Open tomaka opened 6 years ago
This should be solved by adding more randomness to the process.
Is this required for Polkadot mainnet (i.e. is it a viable attack) or just an idea for making things more secure?
cc'ing @romanb @mxinden who probably have a better knowledge than me on Kademlia's vulnerabilities
Performing an eclipse attack on the peer discovery this way would probably take ages, I think? And the more nodes we have in the network, the more robust we are.
Maybe a bit more problematic is the authority discovery system. As we store the IP addresses of validator nodes in the DHT, someone could eclipse an authority by forging node IDs that are close this this public key, and prevent nodes from knowing the IP of a validator. But since validators establish outgoing connections, they would still be reachable through gossiping.
It is possible for an attacker to create in advance lots of node IDs
There are a couple suggestions in the literature to make the generation of lots of node identifiers hard:
Introduce a static crypto puzzle, e.g. requiring a certain amount of zeroes in every node identifier. [1] Only a defense against small-time-span attacks.
Introduce a dymanic crypto puzzle on request [2] or periodically based on some globally known random variable. Requires coordination.
Supervise node identifiers through e.g. on-chain matching of blockchain identity and network identity. Introduces a chicken-and-egg issue.
Instead I think a better and less intrusive bet would be to introduce the multi-disjoint-path lookup described in S/Kademlia [1] and [3] to our Kademlia implementation (//CC @romanb).
As we store the IP addresses of validator nodes in the DHT, someone could eclipse an authority by forging node IDs that are close this this public key, and prevent nodes from knowing the IP of a validator.
In the long run I would like to put the network addresses of a validator both on the DHT as well as on-chain. The former for bootstrapping, the latter for ongoing trusted operation.
[1] Baumgart, Ingmar, and Sebastian Mies. "S/kademlia: A practicable approach towards secure key-based routing." 2007 International Conference on Parallel and Distributed Systems. IEEE, 2007.

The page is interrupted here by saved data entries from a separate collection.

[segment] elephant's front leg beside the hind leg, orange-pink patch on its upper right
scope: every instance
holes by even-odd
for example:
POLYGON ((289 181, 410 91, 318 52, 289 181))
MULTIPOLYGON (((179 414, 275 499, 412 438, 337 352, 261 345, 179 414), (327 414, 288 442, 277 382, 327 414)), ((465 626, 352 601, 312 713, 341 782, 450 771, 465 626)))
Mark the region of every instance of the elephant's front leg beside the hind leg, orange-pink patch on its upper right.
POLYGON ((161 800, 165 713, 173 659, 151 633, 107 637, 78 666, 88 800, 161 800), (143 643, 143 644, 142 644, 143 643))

[2] Urdaneta, Guido, Guillaume Pierre, and Maarten Van Steen. "A survey of DHT security techniques." ACM Computing Surveys (CSUR) 43.2 (2011): 8.
Are there any schemes that give DHT entries a priority? I suspect prioritization might fit our use case well, at least in combination with the multi-path thing.
Are there any schemes that give DHT entries a priority?
Not that I am aware of @burdges.
A similar discussion happened within libp2p allowing upper layer logic to influence the kbuckets (the nodes Kademlia connects to). In a similar fashion one could have a higher layer decide on priorities for DHT entries.
While this is doable, trying to force these properties onto a distributed hash table might introduce a lot more complexity then putting data onto the chain that relies on these properties.
Instead I think a better and less intrusive bet would be to introduce the multi-disjoint-path lookup described in S/Kademlia [1] and [3] to our Kademlia implementation (//CC @romanb).
I agree that this should be done, however the way this is described in the S-Kademlia paper is confusing and this seems to have resulted in Protocol Labs not implementing it yet - see libp2p/go-libp2p-kad-dht#146 which is still open, after some unfinished discussion on what is actually supposed to be the correct behaviour.
Let me try to explain it better, and I really disagree with the phrasing "disjoint-path lookup". Instead, it is more appropriate to call S-Kademlia's proposal "disjoint first-hop lookup".
In original Kademlia, roughly speaking, you select alpha (e.g. 3) nodes closest to the target, wait for them to respond, then out of these merged results, you select the alpha nodes closest to the target again and repeat until you hit the target.
Because we merge results from multiple peers, and select the closest alpha number of them, it is trivial for any peer to give you false results that "look closest" to the target but in reality are controlled by the attacker.
What S-Kademlia suggests is simply to instead ensure that the second-hop queries are chosen from the results from different first-hop peers, which means that we cannot merge them. This only applies to the first hop and the S-Kademlia paper acknowledges thus, ".. From there on the node continues with d parallel-lookups similar to the traditional Kademlia lookup", and these paths are themselves expected to converge (to the target node) assuming Kademlia works in the first place. Note that it is not meaningful to keep this defence going past the first hop, since the first hop is able to entirely control the rest of your query and you have to assume that some of them are honest.
Is this required for Polkadot mainnet (i.e. is it a viable attack)
The attack that this disjoint-first-hop defence protects against is trivial to do with the original kademlia algorithm and allows one attacker node M to completely DoS everyone (call them victims V) that tries to talk to M, regardless of how many other honest nodes V is connected to.
It is possible for an attacker to create in advance lots of node IDs close to each other, and wait for a node to randomly query a close peer ID. Its Kademlia request and result will then be flooded with all the generated IDs controlled by that single attacker.